In 2010, the Office of Gas and Electricity Markets for England and Wales (Ofgem) adopted a revised utility regulatory framework that will tie a utility’s revenues to incentives for delivering innovation and outputs. The framework soon took on the abbreviation RIIO. The main aim of RIIO is to motivate utilities to deliver total value for the money they collected and to pursue innovation such as integrating low carbon and renewable energy sources into their generation portfolios. Under RIIO, companies could realize additional revenues and enjoy financial bonuses for meeting or exceeding output goals, and for working with greater efficiency. They could also face penalties for falling short of goals or being less efficient. Could situational intelligence provide tools for complying with, and possibly benefiting from, this new framework?

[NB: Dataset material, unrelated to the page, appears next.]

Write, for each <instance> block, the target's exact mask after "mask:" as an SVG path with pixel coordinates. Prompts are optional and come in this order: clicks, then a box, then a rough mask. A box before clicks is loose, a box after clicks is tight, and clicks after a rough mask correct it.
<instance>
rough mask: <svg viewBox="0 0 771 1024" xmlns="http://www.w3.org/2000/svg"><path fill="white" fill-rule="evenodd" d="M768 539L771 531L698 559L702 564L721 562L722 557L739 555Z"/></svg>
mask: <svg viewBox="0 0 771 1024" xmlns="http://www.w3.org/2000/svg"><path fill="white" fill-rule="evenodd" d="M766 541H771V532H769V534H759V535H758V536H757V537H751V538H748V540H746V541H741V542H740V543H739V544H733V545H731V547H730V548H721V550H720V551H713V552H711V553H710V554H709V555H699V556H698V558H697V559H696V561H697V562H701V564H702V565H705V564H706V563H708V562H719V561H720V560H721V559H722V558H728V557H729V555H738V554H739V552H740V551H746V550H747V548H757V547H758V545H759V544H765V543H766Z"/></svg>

The new RIIO framework immediately raised several difficult-to-answer questions with high stakes:
- How can I define, track, and improve efficiency?
- What are my best ways for integrating low carbon and renewable energy sources?

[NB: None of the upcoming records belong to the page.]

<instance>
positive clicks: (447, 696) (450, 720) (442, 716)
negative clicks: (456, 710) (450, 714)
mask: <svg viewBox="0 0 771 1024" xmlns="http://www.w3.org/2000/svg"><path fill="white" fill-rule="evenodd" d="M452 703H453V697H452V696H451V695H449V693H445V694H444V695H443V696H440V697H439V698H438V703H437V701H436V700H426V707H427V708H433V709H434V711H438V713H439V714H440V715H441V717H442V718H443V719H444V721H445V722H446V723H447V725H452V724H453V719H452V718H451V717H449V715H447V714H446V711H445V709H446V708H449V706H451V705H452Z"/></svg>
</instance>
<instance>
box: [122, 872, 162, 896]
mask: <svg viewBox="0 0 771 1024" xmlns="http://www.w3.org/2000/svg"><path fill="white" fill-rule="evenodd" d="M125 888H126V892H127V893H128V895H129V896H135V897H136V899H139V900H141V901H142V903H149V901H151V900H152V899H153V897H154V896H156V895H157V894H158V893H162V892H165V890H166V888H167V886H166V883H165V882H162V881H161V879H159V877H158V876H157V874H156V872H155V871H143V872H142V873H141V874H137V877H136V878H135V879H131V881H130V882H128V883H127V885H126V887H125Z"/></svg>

- Which investments in innovative technologies will yield the greatest return?
- What is my risk for penalties?
Fortunately, these are the types of questions at which solutions based on situational intelligence excels. By correlating, analyzing, and visualizing data from multiple silos, situational intelligence allows collaboration across the utility for identifying and implementing answers to such broad but important questions. The important difference is that situational intelligence enables these regulated companies to constantly analyze and visualize their progress and “operationalize” their performance monitoring – rather than expend significant manual effort to produce snapshots of the situation to support intermediate reporting or future negotiations with Ofgem.
In particular, situational intelligence excels at pinpointing. From a thorough understanding of risk, utilities can predict and proactively prevent future asset failures, which leads to key actionable insights in safety, reliability and customer satisfaction. Understanding risk also supports modeling capital investments to realize the greatest operational improvement or risk reduction for the money invested.
As Electricity North West alluded to in a recent SmartGrid GB meeting, situational intelligence also supports new ways to identify additional capacity from the existing network, by modeling the effects of new commercial conditions with large energy consumers in times of network stress or outage. Given the dynamic nature of commercial agreements, with commercial users continually coming on and off the grid, implementing solutions based on situational intelligence could deliver significant cost savings and risk reduction benefits.
A recent blog post from analysts at DNV GL suggests that utilities that can deliver outputs and innovations under the RIIO framework can receive “a steady stream of revenues, and a steady, predictable return on capital.” Those utilities that exceed goals for outputs and innovations could earn “significantly greater revenues.” That sounds like a strong incentive to pursue situational intelligence solutions.